2. The aeroelastic-based aircraft structure optimization method according to claim 1, wherein in S1, according to an aircraft control surface model, a control surface structure finite element model is built in Hypermesh, static force solving parameters are set, and static force calculation solving is performed.

3. The aircraft structure optimization method based on aeroelasticity according to claim 1 or 2, wherein the control surface structure finite element model realizes grid division and unit attribute assignment of the control surface finite element model through a TCL/TK secondary development program in HyperMesh.

4. The aeroelastic-based aircraft structure optimization method according to claim 1, wherein in S2, the key nodes include root leading edge points, root trailing edge points, tip leading edge points, and tip trailing edge points.

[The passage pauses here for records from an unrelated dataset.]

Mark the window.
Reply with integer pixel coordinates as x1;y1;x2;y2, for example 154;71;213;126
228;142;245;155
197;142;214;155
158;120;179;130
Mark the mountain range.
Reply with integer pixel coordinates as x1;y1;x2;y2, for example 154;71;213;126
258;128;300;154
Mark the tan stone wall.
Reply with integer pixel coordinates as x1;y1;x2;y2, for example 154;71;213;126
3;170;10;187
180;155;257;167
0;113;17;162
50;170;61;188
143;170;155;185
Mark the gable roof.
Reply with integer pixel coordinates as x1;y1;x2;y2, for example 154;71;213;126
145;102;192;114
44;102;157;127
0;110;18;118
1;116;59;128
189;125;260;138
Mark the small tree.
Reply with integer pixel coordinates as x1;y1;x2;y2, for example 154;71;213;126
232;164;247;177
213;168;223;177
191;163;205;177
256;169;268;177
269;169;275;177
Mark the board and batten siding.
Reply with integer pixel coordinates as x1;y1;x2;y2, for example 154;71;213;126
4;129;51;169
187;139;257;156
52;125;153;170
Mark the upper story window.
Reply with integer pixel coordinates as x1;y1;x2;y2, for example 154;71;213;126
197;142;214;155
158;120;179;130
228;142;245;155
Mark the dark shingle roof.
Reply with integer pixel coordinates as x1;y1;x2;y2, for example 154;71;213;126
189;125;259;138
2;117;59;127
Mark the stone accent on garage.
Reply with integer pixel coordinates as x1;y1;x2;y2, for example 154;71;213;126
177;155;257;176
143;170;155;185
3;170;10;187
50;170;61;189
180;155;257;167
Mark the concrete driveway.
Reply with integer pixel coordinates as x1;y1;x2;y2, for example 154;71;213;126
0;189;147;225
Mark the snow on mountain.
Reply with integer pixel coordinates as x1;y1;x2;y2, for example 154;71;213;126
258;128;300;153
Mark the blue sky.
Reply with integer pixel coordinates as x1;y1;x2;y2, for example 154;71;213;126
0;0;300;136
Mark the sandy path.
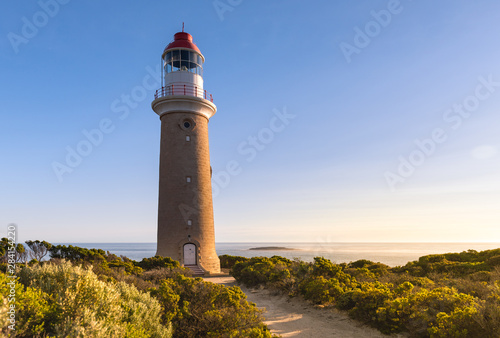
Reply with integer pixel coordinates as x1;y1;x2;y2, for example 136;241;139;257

5. The aeroelastic-based aircraft structure optimization method according to claim 4, wherein in S3, an optimization method written by Matlab is adopted to analyze and generate an optimization variable analysis.

6. The method for optimizing an aircraft structure based on aeroelasticity according to claim 5, wherein the optimization method uses a genetic algorithm.

7. The method of claim 5, wherein the constraint variables in the optimization analysis include the mass of the control surface model.

8. The aeroelastic-based aircraft structure optimization method according to any one of claims 1 to 7, wherein in S4, the static aeroelastic analysis method selects a bin method analysis.

9. The method for optimizing the structure of an aircraft based on aeroelasticity according to claim 8, wherein the aeroelasticity influence quantity is extracted and analyzed in the optimization analysis process; updating the control surface finite element grid and the unit attribute value according to the optimized variable, controlling the generation of Hypermesh by using a TCL/TK secondary development program to realize the optimized design of the structural topological structure and the dimensional parameter.